Emir of Jazira
- Reign: 1247–1260
- Predecessor: Al-Muzaffar Ghazi
- Successor: Emirate abolished
- Died: 1260 Mayyafariqin (modern-day Silvan, Diyarbakır, Turkey)
- Al-Malik al-Kamil Muhammad ibn al-Muzaffar Ghazi ibn al-Adil Abu Bakr
- Dynasty: Ayyubid
- Father: Al-Muzaffar Ghazi
- Religion: Sunni Islam

= Al-Kamil Muhammad =

Ayyubid emir of Jazira from 1247 to 1260

'Al-Malik al-Kamil Muhammad ibn al-Muzaffar Ghazi ibn al-Adil Abu Bakr was the son of al-Muzaffar Ghazi and the last Ayyubid emir (prince) of Mayyafariqin (1247-1260). He is also known as Al Kamil Muhammad II to distinguish from his uncle Al Kamil Muhammad I.

Al Kamil inherited his throne at a time when the Ayyubid Emirate of Mayyafariqin was in great danger from the Mongols. Because of its location, it was doubly at risk. To the north, the Golden Horde under Batu Khan had expanded through the Caucasus and might thrust south; to the south and east, Hulagu Khan threatened to overrun Iraq and push north. Much of Al Kamil's reign was therefore occupied with diplomatic efforts to preserve his autonomy and he sent various embassies to the Mongols to try to negotiate this.

In 1252 (650) Bayju Khan, governor of Azerbaijan and Armenia for the Golden Horde, suddenly appeared before Mayafariqin and demanded its surrender. Al Kamil Muhammad had managed to get out of the city with his family to the safety of Hasankeyf and from there he sent his brother al Ashraf Musa to petition Batu Khan for Mayyafariqin's autonomy. Batu agreed to hold off invading Mayyafariqin if Al Kamil Muhammad would go in person to the Great Khan Möngke in Karakorum to present his submission. Al Kamil agreed and in February 1253 (650) he set off bearing rich gifts. When he arrived in Karakorum he found a number of other Emirs paying their respects to the Great Khan and offering submission.

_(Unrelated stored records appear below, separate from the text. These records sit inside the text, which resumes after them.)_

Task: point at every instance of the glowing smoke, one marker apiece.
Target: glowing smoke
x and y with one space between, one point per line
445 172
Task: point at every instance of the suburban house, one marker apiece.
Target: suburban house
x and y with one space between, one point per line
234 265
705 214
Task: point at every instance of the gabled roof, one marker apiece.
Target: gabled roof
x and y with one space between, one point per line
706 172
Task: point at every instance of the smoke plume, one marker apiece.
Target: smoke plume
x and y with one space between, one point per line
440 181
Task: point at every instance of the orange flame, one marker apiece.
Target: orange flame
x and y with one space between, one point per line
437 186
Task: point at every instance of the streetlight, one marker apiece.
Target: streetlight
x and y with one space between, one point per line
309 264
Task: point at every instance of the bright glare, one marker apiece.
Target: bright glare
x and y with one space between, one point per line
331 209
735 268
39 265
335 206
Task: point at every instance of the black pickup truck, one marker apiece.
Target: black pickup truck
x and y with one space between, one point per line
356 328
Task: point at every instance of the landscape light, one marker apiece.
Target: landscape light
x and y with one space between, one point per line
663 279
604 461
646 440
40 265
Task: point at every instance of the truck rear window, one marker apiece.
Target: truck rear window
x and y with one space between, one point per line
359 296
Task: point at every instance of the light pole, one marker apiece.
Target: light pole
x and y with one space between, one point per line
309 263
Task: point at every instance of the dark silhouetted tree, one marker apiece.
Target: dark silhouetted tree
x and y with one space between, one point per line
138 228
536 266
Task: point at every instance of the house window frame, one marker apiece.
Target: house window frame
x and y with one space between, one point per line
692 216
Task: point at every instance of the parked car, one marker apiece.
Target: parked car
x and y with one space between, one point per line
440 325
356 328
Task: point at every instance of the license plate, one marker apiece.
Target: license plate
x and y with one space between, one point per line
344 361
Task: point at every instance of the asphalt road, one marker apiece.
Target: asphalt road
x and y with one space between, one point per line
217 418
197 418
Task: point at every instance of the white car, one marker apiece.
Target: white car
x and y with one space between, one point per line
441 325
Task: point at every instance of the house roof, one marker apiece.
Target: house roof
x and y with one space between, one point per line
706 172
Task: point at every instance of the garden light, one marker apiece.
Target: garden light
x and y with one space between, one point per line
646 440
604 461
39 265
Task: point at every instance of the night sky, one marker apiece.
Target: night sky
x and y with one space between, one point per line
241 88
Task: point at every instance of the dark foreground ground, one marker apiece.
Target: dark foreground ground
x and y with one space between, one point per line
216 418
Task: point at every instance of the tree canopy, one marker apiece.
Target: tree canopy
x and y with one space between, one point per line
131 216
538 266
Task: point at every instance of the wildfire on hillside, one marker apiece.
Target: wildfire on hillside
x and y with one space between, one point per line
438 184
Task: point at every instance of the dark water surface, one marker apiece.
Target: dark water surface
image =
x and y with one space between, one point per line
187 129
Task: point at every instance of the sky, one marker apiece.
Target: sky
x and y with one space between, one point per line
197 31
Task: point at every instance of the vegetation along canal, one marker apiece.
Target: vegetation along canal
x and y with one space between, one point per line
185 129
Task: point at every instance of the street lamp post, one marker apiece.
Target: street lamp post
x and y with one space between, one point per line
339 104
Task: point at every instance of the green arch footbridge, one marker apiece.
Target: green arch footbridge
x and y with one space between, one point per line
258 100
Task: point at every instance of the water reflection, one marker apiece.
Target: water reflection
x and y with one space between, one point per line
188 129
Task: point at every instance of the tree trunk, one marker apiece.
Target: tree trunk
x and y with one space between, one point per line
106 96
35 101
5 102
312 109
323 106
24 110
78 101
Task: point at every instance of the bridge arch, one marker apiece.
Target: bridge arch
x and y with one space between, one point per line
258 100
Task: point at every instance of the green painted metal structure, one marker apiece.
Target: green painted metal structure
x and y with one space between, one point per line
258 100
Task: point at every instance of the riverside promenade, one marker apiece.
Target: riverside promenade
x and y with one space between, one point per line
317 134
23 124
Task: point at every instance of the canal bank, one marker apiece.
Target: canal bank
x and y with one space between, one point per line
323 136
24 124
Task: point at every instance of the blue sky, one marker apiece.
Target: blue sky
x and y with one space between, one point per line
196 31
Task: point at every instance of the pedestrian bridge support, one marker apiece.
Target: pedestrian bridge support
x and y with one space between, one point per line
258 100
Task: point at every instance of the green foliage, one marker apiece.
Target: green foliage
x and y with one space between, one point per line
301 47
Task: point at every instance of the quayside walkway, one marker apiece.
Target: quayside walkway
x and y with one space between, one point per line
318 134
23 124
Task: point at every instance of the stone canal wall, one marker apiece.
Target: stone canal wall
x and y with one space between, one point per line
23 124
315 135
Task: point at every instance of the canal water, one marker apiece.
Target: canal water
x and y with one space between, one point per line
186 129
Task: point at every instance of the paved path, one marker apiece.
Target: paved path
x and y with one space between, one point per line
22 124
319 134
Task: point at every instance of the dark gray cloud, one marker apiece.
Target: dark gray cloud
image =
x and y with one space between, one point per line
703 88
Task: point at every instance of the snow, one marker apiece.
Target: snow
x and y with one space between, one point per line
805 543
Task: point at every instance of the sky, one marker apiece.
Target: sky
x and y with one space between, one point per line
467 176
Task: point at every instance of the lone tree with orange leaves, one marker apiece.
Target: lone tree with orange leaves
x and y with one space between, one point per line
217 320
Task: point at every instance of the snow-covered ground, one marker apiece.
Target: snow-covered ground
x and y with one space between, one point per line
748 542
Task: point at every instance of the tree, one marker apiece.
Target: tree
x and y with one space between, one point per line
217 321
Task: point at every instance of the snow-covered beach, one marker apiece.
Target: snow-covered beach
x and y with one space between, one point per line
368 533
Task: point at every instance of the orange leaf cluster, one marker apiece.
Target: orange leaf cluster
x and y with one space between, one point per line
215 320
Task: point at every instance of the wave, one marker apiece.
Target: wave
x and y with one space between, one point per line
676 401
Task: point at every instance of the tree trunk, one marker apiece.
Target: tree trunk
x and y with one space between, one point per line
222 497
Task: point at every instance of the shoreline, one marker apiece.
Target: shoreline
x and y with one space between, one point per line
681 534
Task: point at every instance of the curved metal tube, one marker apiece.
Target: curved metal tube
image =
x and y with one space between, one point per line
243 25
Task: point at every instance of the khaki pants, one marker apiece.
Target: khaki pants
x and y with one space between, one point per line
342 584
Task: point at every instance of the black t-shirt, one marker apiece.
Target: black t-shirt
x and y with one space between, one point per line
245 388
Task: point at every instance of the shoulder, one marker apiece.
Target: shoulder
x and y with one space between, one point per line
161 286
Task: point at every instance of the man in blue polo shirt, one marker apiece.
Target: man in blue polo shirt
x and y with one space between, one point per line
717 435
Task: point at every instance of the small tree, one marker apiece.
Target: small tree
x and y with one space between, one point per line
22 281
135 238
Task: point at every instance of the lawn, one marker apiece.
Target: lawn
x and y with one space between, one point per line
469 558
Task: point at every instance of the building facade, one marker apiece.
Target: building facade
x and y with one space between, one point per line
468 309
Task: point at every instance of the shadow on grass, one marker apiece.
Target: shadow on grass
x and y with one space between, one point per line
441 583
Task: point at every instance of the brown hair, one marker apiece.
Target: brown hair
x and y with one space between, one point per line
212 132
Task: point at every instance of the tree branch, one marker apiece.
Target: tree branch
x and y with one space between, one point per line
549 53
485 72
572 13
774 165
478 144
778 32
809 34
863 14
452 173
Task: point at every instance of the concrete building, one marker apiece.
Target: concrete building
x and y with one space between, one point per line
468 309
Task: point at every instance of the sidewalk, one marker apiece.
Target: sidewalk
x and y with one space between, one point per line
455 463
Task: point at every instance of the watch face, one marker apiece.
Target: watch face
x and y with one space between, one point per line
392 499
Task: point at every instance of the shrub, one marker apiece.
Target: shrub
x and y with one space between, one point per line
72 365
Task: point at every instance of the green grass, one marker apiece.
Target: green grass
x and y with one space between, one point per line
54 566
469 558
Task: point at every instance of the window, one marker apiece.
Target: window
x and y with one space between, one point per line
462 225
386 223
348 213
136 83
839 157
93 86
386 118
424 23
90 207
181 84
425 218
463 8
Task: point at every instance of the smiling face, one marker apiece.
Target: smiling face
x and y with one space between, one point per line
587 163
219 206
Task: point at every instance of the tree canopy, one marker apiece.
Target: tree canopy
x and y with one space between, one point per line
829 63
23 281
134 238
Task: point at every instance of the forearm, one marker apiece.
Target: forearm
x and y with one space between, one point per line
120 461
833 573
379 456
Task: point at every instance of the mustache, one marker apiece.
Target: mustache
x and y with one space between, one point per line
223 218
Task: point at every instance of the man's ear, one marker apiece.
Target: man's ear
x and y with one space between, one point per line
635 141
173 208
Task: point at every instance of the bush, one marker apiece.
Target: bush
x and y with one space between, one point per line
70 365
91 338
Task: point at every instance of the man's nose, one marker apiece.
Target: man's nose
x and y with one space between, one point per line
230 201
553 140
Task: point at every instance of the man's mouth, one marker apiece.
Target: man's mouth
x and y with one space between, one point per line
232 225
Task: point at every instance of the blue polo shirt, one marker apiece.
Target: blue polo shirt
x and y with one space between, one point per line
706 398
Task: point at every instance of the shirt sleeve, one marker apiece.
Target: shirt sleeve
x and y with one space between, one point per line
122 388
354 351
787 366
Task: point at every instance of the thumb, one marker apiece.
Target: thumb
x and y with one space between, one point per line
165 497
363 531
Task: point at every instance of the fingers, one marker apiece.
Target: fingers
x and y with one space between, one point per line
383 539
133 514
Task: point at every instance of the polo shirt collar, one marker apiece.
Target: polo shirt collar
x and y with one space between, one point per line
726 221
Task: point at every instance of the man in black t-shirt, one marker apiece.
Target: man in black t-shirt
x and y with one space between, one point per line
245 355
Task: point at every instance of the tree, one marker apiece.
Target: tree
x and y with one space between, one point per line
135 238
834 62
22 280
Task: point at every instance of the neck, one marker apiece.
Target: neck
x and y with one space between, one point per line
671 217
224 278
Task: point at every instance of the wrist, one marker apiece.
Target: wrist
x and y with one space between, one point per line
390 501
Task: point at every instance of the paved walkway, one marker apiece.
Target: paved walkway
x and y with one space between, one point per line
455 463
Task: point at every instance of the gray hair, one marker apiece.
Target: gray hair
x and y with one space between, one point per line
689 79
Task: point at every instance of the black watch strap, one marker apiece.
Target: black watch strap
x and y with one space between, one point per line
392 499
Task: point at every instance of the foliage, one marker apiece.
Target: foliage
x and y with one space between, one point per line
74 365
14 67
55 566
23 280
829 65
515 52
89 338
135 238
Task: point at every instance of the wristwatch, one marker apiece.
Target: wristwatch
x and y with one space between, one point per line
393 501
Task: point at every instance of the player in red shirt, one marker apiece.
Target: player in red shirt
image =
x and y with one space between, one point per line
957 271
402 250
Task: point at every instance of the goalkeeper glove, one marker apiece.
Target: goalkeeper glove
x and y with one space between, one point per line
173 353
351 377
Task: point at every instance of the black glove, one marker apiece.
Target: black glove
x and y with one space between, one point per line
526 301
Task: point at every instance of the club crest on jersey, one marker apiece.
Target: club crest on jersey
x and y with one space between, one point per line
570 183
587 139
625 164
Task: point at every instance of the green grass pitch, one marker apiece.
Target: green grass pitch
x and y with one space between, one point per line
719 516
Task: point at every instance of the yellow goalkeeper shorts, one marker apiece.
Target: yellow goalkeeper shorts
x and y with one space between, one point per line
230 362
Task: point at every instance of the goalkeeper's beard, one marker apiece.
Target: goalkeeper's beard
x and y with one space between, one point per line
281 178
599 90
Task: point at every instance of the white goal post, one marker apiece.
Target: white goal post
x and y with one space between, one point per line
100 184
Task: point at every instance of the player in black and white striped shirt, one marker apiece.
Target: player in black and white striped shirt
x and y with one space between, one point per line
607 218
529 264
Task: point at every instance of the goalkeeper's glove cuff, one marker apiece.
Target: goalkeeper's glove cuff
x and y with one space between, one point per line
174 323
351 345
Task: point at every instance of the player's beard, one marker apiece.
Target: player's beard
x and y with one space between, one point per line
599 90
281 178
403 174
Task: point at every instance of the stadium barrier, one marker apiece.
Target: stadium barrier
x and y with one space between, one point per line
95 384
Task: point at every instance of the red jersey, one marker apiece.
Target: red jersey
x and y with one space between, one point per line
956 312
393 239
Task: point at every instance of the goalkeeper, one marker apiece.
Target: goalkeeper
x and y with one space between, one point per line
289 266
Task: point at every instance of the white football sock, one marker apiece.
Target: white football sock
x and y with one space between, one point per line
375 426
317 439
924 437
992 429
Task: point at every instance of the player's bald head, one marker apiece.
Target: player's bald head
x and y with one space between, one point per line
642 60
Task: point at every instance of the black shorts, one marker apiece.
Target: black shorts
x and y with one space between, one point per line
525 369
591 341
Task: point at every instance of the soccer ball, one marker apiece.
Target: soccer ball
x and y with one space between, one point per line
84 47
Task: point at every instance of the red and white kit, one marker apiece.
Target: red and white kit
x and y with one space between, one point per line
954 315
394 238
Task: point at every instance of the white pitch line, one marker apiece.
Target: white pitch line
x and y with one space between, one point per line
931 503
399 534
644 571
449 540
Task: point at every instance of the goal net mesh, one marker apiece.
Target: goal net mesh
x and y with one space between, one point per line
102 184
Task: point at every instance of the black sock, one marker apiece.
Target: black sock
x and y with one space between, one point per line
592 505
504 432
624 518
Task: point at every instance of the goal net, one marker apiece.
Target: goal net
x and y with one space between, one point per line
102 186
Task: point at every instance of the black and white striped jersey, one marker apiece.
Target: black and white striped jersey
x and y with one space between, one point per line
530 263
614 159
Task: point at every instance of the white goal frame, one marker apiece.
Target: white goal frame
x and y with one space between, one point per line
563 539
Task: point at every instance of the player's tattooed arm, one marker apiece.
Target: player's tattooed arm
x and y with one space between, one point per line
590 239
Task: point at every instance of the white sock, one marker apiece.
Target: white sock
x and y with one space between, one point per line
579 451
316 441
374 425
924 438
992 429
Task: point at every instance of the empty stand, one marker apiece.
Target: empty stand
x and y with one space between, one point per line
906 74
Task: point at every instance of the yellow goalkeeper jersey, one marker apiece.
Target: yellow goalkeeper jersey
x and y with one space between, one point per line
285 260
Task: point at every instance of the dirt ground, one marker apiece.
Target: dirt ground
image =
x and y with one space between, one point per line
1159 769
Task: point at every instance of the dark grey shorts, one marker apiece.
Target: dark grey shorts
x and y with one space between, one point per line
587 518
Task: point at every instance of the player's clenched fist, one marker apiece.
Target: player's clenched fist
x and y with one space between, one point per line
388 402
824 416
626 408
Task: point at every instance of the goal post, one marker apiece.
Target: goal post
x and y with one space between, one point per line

The Mongols had no intention of allowing these domains to remain even nominally independent, but their strategy involved taking Baghdad first, before moving on to other centres in due course. There was thus a few years’ respite for Mayyafariqin. Ultimately though Al Kamil's efforts were in vain. He even attempted to send troops in the Siege of Baghdad (1258) in support of the Caliph against Hulagu, but his army did not arrive in time for the siege, and had to turn back when Baghdad fell.

The Mongol armies returned in force, and started the Siege of Mayyāfāriqīn (1259–1260). There was a harsh and bitter siege with vigorous resistance to the attackers, which lasted two years. Finally Al Kamil was killed when Mayyafariqin fell to the Mongols on 7 April 1260 (23 Rabia II 658). Of the remaining Ayyubid states in Syria, Aleppo was brutally conquered, while Homs, Hama and Damascus submitted peacefully.